This problem is a query problem, so we need to consider what data to maintain and how to process queries to respond to queries fast.

First, let us consider how to answer queries. Let \(n\) be the answer to some \((L, R)\). Then,

• any \(11/22\) string of length at most \(n\) is contained in the substring from \(L\)-th through \(R\)-th characters of \(S\) as a subsequence, but
• no \(11/22\) substring of length greater than \(n\) is contained as a subsequence.

Using this monotonicity, we can come up with the following binary search approach:

• Initially, let \(l=-1, r=N+1\).
• While \(r - l \geq 1\), do the following.
  • Let \(m = \lfloor (l+r) / 2 \rfloor\).
  • Check if an \(11/22\) string of length \(2m+1\) exists as a subsequence within the segment.
  • If it exists, let \(l = m\); otherwise, let \(r = m\).
• If the final \(l\) is \(-1\), there is no \(11/22\) string as a subsequence of the current segment. Otherwise, there exists an \(11/22\) string of length \((2l+1)\) as a subsequence, which is the longest possible.

While this algorithm does work fine, we have not figured out how to solve the following subproblem:

• Check if an \(11/22\) string of length \(2m+1\) exists as a subsequence within the segment.

Once we solve it, the original problem can be solved in a total of \(\mathrm{O}(Q \log N \times (\text{complexity of subproblem}))\), so we consider how to solve the subproblem.

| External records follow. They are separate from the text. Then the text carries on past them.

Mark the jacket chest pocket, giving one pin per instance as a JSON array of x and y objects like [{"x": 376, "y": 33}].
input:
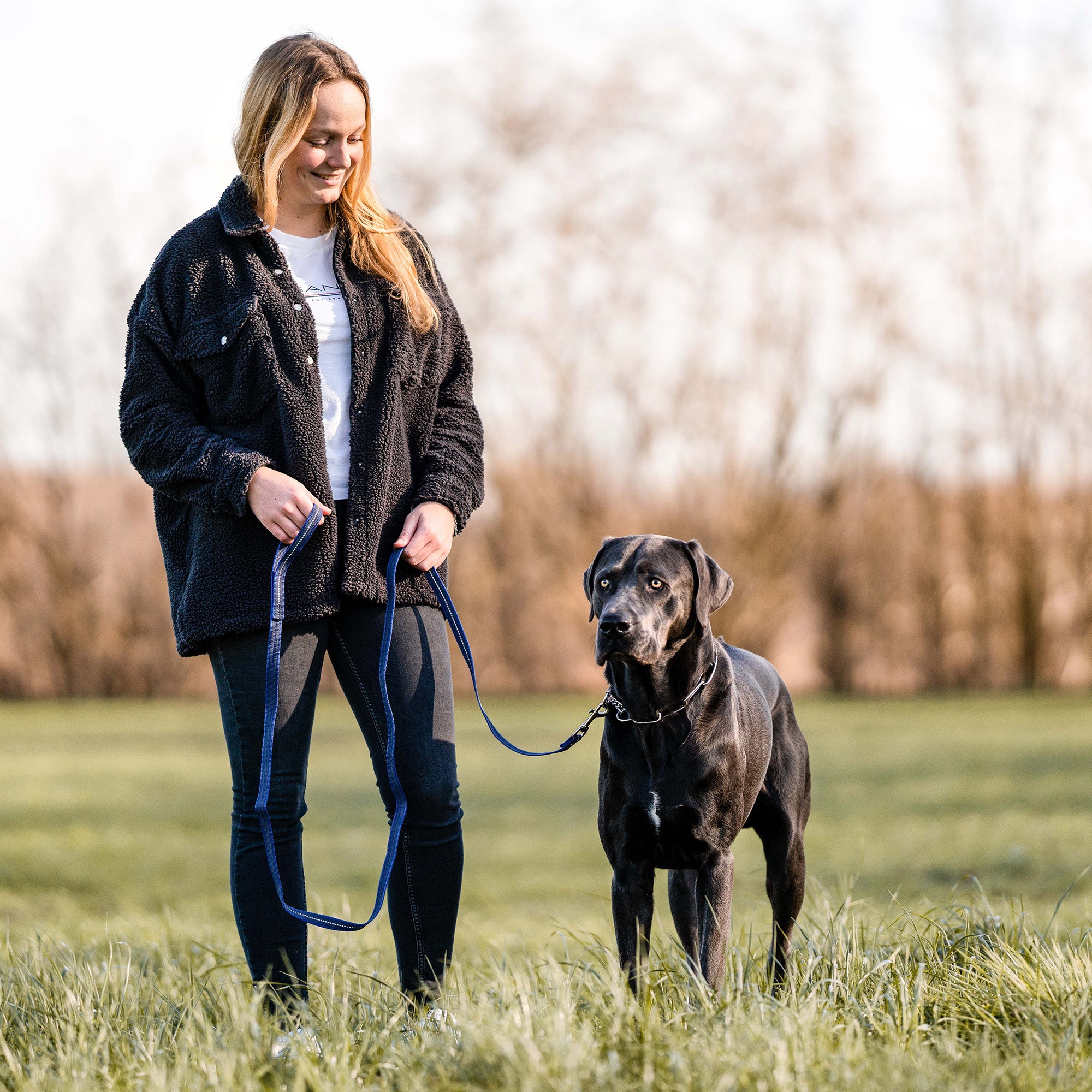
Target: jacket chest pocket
[{"x": 230, "y": 354}]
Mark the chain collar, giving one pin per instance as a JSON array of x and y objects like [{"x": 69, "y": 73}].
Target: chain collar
[{"x": 622, "y": 715}]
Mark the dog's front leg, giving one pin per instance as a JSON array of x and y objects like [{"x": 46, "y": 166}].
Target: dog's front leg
[
  {"x": 715, "y": 904},
  {"x": 632, "y": 907}
]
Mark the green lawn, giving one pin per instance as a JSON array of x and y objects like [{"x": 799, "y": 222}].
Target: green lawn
[
  {"x": 122, "y": 809},
  {"x": 976, "y": 813}
]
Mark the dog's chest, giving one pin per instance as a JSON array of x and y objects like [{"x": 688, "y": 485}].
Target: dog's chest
[{"x": 667, "y": 829}]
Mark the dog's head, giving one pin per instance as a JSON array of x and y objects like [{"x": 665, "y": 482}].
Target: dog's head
[{"x": 650, "y": 595}]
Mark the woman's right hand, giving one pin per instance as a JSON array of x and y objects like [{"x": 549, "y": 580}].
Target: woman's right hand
[{"x": 281, "y": 503}]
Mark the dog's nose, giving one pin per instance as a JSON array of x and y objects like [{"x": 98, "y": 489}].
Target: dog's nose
[{"x": 614, "y": 624}]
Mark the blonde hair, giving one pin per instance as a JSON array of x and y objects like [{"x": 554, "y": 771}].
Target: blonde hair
[{"x": 278, "y": 106}]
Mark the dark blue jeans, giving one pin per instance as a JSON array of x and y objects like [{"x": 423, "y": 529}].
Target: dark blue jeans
[{"x": 423, "y": 898}]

This subproblem can be solved by doing an appropriate precalculation and referring to it appropriately. Specifically, precalculate the following sequences:

• \(v_1\): the monotonically increasing sequence consisting of indices \(i\) with \(S[i] =\) 1
• \(v_2\): the monotonically increasing sequence consisting of indices \(i\) with \(S[i] =\) 2
• \(v_3\): the monotonically increasing sequence consisting of indices \(i\) with \(S[i] =\) /

Then the subproblem can be solved with an appropriate binary search in a total of \(\mathrm{O}(\log N)\) time. (For more details, refer to the sample code.) One can even improve it to \(\mathrm{O}(1)\) by maintaining information differently.

Therefore, the problem has been solved in a total of \(\mathrm{O}(N + Q \log^2 N)\) or \(\mathrm{O}(N + Q \log N)\) time, which is fast enough.

• Sample code (C++, \(\mathrm{O}(N + Q \log^2 N)\))

#include <algorithm>
#include <iostream>
#include <string>
#include <vector>
using namespace std;

int lb(const vector<int>& v, int x) {
  return lower_bound(begin(v), end(v), x) - begin(v);
}
int sz(const vector<int>& v) { return v.size(); }

int main() {
  int N, Q;
  string S;
  cin >> N >> Q >> S;

  vector<int> idx1, idx2, idxs;
  for (int i = 0; i < N; i++) {
    (S[i] == '1' ? idx1 : S[i] == '2' ? idx2 : idxs).push_back(i);
  }
  while (Q--) {
    int l, r;
    cin >> l >> r;
    --l;
    
    // Is there a 11/22 string containing `len` 1's and 2's?
    auto f = [&](int len) -> bool {
      if (len == 0) {
        // Find `/`
        int j = lb(idxs, l);
        if (j >= sz(idxs)) return false;
        return idxs[j] < r;
      }
      // Find `1`
      int i = lb(idx1, l);
      if (i + len - 1 >= sz(idx1)) return false;
      // Find `/`
      int j = lb(idxs, idx1[i + len - 1]);
      if (j >= sz(idxs)) return false;
      // Find `2`
      int k = lb(idx2, idxs[j]);
      if (k + len - 1 >= sz(idx2)) return false;
      return idx2[k + len - 1] < r;
    };

    int ok = -1, ng = N + 1;
    while (ok + 1 < ng) {
      int m = (ok + ng) / 2;
      (f(m) ? ok : ng) = m;
    }
    cout << (ok == -1 ? 0 : ok * 2 + 1) << "\n";
  }
}